Elizabeth miró a su hija por el reflejo del espejo del antiguo y algo despintado aparador y chasqueó la lengua en tono se desaprobación.

—Ese joven sin dudas no heredó el encanto de sus padres. Y de todas formas, no tengo noción de dónde vive él ahora, Anne. Cuando su madre murió dejé de visitarlos. Supongo que su padre debe seguir viviendo en la misma casa.

La señora Owens pocas veces decía cosas que le parecieran útiles a la joven, pero aquel caso era una excepción. En verdad no se le había ocurrido que el señor Jenks podía seguir viviendo allí.

—Iré a preguntar ahora mismo antes de que no sea un horario prudente —avisó a su madre para luego despedirse rápidamente e irse.

Informó a Edmund, quien la esperaba en la entrada de su antigua casa, que regresaría con Alfred para que éste se marchase. Luego de que se retirara, fue a pedirle a su antiguo cochero que la llevara a la casa del señor Jenks, ubicada en la zona oeste del barrio.

La casa paterna de su amigo seguía siendo tal como la recordaba, bonita, pintoresca pero a su vez sencilla y nada ostentosa. Lo único que había cambiado eran los árboles de jazmines que solían poseer, antes todos floridos y fragantes, pero en su lugar había troncos desnudos y esqueléticos similares a corales petrificados. Cuando estuvo próxima a la puerta pudo notar que la casa también sufría otros deterioros como parte de la pared dañada o con musgo y los zócalos de las ventanas podridos e hinchados por las torrenciales lluvias de Londres. Le entristeció verla arruinada y pensar que todo era un reflejo de la tristeza del padre de Oliver tras la muerte de su esposa, lo que a su vez la llevó a pensar en Octavian y Rose, en que ojalá él estuviese así de triste. Luego de dar tres rítmicos golpes, la puerta se abrió seguida de un rechinido por la falta de grasa. El señor Jenks lucía desmejorado. Su ropa le quedaba holgada haciendo parecer a sus brazos y cuello como finas ramas vestidas como los espantapájaros. Sus ojeras violetas contrastaban con su piel y el olor a tabaco en pipa que salía del interior era más que asfixiante.

—Rose Mary, qué alegría verte. No has frecuentado mucho estos lados desde que te uniste en matrimonio.

Anne sintió impresión al ser confundida con su difunta hermana pero no corrigió al hombre. No quiso hacerlo sufrir.

—También me alegro de verlo, señor Jenks. No he tenido mucho tiempo, pues ser la esposa de alguien requiere demandas.

—Debes ser una esposa maravillosa. Ojalá mi Oliver encontrase a alguien como tú.

—Me halaga, pero solo cumplo con lo que cualquier chica debería.

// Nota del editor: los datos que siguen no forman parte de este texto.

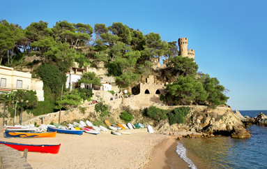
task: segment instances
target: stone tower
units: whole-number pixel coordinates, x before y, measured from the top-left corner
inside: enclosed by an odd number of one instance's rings
[[[182,57],[188,56],[188,38],[181,38],[178,39],[178,43],[179,45],[179,55]]]
[[[187,38],[181,38],[178,39],[179,45],[179,55],[182,57],[188,57],[194,59],[194,50],[189,49],[188,50],[188,40]]]

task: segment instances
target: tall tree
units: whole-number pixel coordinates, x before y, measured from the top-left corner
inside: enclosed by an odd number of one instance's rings
[[[123,25],[121,22],[114,22],[109,27],[109,31],[114,35],[119,36],[119,41],[130,45],[132,41],[131,33],[127,25]]]
[[[168,42],[168,48],[166,50],[165,56],[168,58],[169,61],[171,57],[177,56],[178,53],[177,42]]]
[[[131,36],[131,45],[132,46],[132,49],[139,51],[143,50],[144,49],[144,46],[146,45],[146,37],[143,33],[139,30],[132,30]]]
[[[176,56],[170,59],[167,66],[171,67],[175,75],[195,75],[199,66],[194,59],[189,57]]]
[[[94,72],[86,72],[84,73],[81,79],[78,80],[78,83],[84,83],[84,84],[91,84],[94,85],[102,86],[100,83],[100,80],[96,77],[96,73]]]
[[[150,33],[146,35],[146,43],[145,51],[149,55],[149,60],[152,61],[152,58],[158,57],[158,61],[160,62],[160,57],[163,55],[167,49],[166,41],[161,40],[159,34]]]
[[[13,63],[15,50],[20,52],[17,50],[17,44],[22,36],[23,29],[19,25],[9,24],[6,20],[0,21],[0,64],[5,54],[7,56],[8,64]]]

—¿Te gustaría pasar? —preguntó el hombre de avanzada edad después de notar que seguía hablando en la puerta de entrada.

—Me encantaría, pero en este momento no gozo de tiempo suficiente. De hecho, he venido a preguntarle la nueva dirección de Oliver. Me gustaría ir a visitarlo.

Jenks le dijo que esperara y al cabo de unos minutos volvió con un trozo de papel garabateado con tinta negra.

—Esa es la dirección. El número veintidós de Limehouse. Primer piso puerta ocho. Envíale saludos a mi hijo.